1. Algemene informatie.
De titel ‘Handelingen van de Apostelen’ is ietwat misleidend: je zou denken dat het verhaal van de twaalf apostelen uitvoerig aan bod komt.
Dit is echter niet het geval. Er is enkel sprake van Petrus, Jakobus en in geringe mate van Johannes (de drie steunpilaren van de kerk in Jeruzalem)
en vanaf hoofdstuk 13 tot hoofdstuk 28 wordt alle aandacht gericht op Paulus.
Lucas is in zijn geschiedschrijving tendentieus.
Hij heeft niet de bedoeling exact historisch te zijn, hij wil vooral benadrukken dat de verspreiding van het geloof in de eerste Kerk het werk is van de Heilige Geest (geschiedschrijving met een boodschap).
Niet toevallig wordt Handelingen ook het evangelie van de Heilige Geest genoemd.

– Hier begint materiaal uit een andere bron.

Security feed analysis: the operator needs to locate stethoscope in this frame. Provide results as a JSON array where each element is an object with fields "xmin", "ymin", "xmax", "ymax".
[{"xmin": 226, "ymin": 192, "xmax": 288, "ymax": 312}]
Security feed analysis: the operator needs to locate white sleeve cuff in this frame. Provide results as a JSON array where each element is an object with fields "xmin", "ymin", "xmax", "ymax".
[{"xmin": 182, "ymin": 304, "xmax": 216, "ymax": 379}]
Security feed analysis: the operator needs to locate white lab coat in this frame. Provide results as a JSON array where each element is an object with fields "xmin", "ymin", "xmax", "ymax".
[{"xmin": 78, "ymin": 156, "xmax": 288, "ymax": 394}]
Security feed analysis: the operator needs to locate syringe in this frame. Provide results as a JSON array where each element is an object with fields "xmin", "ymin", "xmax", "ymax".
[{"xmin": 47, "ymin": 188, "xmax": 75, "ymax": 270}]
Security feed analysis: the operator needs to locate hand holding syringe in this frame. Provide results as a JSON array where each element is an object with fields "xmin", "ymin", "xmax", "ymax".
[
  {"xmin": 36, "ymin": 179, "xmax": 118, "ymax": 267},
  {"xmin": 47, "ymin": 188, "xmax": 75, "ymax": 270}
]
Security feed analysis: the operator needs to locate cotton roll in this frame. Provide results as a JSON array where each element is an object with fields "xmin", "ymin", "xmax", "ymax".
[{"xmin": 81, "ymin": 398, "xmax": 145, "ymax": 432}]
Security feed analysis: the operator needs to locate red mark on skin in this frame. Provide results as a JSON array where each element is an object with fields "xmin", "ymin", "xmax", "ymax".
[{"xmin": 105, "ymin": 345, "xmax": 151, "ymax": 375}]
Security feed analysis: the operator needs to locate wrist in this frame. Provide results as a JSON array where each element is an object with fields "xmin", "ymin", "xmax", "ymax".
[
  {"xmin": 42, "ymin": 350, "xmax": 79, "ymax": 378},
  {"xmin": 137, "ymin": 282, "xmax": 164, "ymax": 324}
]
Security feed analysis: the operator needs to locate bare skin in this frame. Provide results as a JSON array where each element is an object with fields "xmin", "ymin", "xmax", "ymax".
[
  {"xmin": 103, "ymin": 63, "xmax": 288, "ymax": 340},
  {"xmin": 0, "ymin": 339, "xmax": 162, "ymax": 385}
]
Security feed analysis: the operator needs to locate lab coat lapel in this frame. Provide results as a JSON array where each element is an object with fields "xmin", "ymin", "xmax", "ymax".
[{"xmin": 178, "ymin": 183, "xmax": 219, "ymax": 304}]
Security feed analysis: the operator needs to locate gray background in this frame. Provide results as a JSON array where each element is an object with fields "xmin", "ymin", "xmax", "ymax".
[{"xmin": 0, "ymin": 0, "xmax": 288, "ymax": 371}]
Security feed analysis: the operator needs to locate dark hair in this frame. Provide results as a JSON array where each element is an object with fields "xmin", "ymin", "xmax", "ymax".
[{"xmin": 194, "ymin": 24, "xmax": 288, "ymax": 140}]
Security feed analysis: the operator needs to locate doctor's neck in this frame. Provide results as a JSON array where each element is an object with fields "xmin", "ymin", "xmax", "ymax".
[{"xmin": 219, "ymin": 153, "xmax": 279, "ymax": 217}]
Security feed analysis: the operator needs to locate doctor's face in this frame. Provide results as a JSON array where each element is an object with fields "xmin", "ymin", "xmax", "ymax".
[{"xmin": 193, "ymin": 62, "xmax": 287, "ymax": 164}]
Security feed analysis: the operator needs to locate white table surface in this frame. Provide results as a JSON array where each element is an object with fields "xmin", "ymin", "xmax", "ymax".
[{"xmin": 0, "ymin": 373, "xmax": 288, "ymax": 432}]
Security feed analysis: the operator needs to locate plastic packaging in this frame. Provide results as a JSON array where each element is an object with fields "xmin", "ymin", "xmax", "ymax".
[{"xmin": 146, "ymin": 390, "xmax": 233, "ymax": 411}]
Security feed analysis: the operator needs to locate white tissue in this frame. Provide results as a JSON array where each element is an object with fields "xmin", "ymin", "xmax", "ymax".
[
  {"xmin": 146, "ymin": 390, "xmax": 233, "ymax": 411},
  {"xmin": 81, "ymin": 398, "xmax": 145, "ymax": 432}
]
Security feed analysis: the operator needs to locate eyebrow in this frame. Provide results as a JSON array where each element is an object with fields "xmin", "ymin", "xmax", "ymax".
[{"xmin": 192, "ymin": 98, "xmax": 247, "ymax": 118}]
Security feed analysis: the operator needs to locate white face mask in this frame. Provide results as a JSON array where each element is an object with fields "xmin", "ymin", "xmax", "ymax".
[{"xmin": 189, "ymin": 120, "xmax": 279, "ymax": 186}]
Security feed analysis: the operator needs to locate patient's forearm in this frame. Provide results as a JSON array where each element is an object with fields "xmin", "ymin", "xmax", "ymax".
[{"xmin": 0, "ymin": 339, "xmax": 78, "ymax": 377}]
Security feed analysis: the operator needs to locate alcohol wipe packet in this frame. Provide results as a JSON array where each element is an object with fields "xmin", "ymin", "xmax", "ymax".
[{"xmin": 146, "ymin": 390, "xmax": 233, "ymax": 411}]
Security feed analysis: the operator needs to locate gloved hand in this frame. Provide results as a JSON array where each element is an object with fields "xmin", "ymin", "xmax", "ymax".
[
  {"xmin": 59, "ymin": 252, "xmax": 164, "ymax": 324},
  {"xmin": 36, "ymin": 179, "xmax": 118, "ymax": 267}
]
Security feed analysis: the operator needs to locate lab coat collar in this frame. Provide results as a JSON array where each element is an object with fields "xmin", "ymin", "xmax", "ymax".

Voor wat het Paulus-verhaal betreft, wil Lucas uitdrukkelijk beklemtonen dat Paulus volledig past in het plan van God.
Daartoe gaat hij heel vrij om met zijn bronnen.

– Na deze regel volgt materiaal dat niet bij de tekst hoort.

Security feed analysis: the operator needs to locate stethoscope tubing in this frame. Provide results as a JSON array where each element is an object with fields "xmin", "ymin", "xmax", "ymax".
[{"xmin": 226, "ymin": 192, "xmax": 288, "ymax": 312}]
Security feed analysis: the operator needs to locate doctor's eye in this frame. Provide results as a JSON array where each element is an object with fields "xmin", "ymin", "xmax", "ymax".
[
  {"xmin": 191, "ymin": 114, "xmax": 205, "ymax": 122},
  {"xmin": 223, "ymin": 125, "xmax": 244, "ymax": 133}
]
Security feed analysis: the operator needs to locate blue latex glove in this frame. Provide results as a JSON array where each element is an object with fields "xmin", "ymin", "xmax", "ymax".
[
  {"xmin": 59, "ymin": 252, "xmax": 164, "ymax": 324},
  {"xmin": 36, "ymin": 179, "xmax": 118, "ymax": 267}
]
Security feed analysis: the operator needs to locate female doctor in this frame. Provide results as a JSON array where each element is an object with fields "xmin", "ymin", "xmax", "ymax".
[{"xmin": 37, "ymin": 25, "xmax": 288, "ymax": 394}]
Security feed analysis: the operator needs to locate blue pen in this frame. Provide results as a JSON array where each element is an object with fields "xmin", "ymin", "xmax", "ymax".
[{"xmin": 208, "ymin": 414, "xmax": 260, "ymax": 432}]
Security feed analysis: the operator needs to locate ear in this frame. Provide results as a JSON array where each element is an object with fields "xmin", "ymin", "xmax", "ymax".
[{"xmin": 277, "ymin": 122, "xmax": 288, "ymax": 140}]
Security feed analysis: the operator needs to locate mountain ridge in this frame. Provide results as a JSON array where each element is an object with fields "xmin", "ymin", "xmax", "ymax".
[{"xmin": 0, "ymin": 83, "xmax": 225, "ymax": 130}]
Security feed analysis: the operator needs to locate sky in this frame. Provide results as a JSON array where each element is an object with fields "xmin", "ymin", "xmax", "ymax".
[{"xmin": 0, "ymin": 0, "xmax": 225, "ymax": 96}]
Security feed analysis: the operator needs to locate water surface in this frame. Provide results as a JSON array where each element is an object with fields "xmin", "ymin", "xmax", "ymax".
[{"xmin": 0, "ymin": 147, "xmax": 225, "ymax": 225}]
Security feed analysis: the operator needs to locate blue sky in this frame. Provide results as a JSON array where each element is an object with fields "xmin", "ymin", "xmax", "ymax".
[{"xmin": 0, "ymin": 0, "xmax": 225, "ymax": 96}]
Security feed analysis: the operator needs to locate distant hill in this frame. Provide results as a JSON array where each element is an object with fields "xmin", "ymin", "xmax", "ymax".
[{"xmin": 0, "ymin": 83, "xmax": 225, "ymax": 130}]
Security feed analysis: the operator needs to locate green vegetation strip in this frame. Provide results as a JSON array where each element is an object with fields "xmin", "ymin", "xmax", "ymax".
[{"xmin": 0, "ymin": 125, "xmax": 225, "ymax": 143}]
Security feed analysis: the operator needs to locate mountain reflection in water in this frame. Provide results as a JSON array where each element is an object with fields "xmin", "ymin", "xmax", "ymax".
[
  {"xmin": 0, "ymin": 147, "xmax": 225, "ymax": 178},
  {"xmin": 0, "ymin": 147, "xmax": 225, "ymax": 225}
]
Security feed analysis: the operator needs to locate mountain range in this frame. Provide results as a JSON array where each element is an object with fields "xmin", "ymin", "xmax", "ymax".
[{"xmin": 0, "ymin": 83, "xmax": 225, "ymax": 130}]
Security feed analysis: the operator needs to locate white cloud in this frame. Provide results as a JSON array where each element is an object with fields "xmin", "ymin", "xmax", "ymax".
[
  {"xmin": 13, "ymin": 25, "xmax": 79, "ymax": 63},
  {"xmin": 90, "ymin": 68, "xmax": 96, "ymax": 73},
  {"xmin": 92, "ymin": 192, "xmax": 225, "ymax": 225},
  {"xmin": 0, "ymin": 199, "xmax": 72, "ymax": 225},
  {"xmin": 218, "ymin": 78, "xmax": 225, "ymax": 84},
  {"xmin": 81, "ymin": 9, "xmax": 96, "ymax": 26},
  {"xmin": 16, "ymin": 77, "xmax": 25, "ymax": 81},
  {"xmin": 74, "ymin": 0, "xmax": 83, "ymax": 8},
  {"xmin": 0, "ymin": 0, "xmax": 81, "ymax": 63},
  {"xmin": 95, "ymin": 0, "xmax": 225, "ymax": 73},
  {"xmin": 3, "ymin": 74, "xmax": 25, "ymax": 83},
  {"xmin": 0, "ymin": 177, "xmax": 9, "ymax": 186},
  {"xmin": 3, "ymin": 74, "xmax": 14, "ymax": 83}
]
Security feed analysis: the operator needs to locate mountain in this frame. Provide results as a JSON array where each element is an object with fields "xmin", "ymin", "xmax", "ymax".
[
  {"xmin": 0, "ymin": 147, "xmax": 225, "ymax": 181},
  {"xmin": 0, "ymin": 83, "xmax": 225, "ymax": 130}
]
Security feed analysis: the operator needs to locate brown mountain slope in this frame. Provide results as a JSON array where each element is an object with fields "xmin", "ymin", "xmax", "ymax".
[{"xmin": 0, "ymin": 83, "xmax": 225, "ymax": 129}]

• Hij verhaalt driemaal het roepings-en zendingsverhaal van Paulus (9,1-19) (22,1-21) (26,9-18).
• De chronologie van Paulus’leven in Handelingen stemt niet altijd overeen met hetgeen we uit de brieven van Paulus kunnen afleiden.

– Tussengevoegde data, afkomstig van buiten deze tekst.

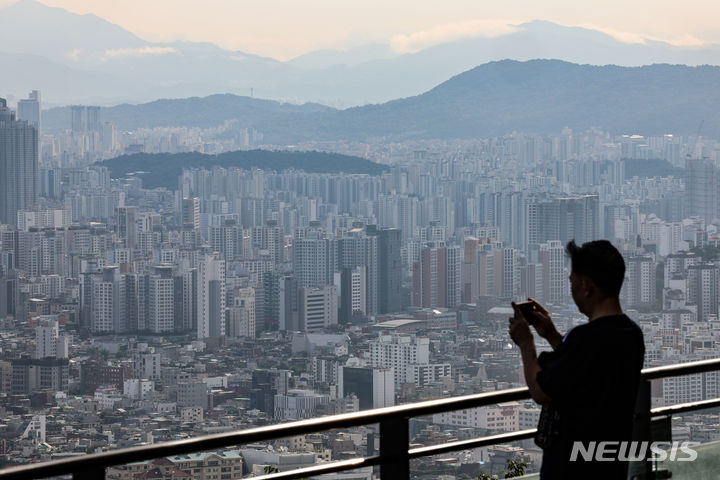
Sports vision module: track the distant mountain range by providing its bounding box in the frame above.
[0,0,720,106]
[43,60,720,145]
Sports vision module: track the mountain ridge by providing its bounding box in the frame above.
[5,0,720,107]
[43,60,720,145]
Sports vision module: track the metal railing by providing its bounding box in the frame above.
[0,359,720,480]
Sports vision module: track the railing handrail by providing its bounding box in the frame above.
[0,358,720,480]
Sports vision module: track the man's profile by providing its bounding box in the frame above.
[509,240,645,480]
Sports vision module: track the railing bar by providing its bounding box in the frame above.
[252,456,381,480]
[641,358,720,380]
[408,428,537,458]
[0,388,530,479]
[650,398,720,417]
[0,359,720,480]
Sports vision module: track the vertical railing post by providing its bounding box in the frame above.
[628,379,654,480]
[380,418,410,480]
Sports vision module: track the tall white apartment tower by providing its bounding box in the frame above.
[148,265,175,333]
[197,255,225,338]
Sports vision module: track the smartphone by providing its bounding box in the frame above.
[515,302,535,324]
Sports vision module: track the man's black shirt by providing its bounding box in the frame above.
[537,315,645,480]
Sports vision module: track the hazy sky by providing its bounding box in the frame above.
[0,0,720,60]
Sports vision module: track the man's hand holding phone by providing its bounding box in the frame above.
[515,298,562,349]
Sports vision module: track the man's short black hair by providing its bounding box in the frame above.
[565,240,625,298]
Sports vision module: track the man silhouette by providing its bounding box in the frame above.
[509,240,645,480]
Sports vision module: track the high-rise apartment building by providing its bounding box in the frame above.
[298,285,338,333]
[197,255,226,338]
[0,98,39,225]
[621,256,657,307]
[687,263,720,322]
[293,231,338,288]
[412,242,463,308]
[685,158,720,223]
[538,240,568,303]
[338,367,395,410]
[17,90,42,133]
[116,207,137,248]
[147,265,175,333]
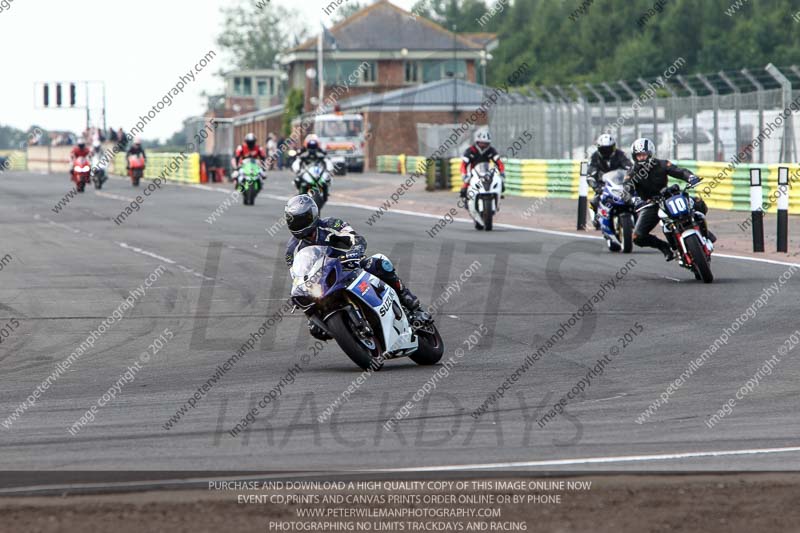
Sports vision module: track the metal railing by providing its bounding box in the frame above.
[489,64,800,164]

• Lucas hangt een geïdealiseerd beeld op van Petrus en Paulus, die op het ogenblik dat Lucas schrijft reeds het status van een heilige hebben.
Uit de brieven van Paulus kunnen we afleiden dat de samenwerking tussen de twee niet altijd zo rooskleurig verliep als Handelingen laat vermoeden. Paulus’brieven hangen een ongekuist, realistisch beeld op van de missiekerken.
Wij zijn er getuige van ruzies en partijschappen, van wrijvingen en van moeilijkheden omwille van concurrerende geloofsverkondigers.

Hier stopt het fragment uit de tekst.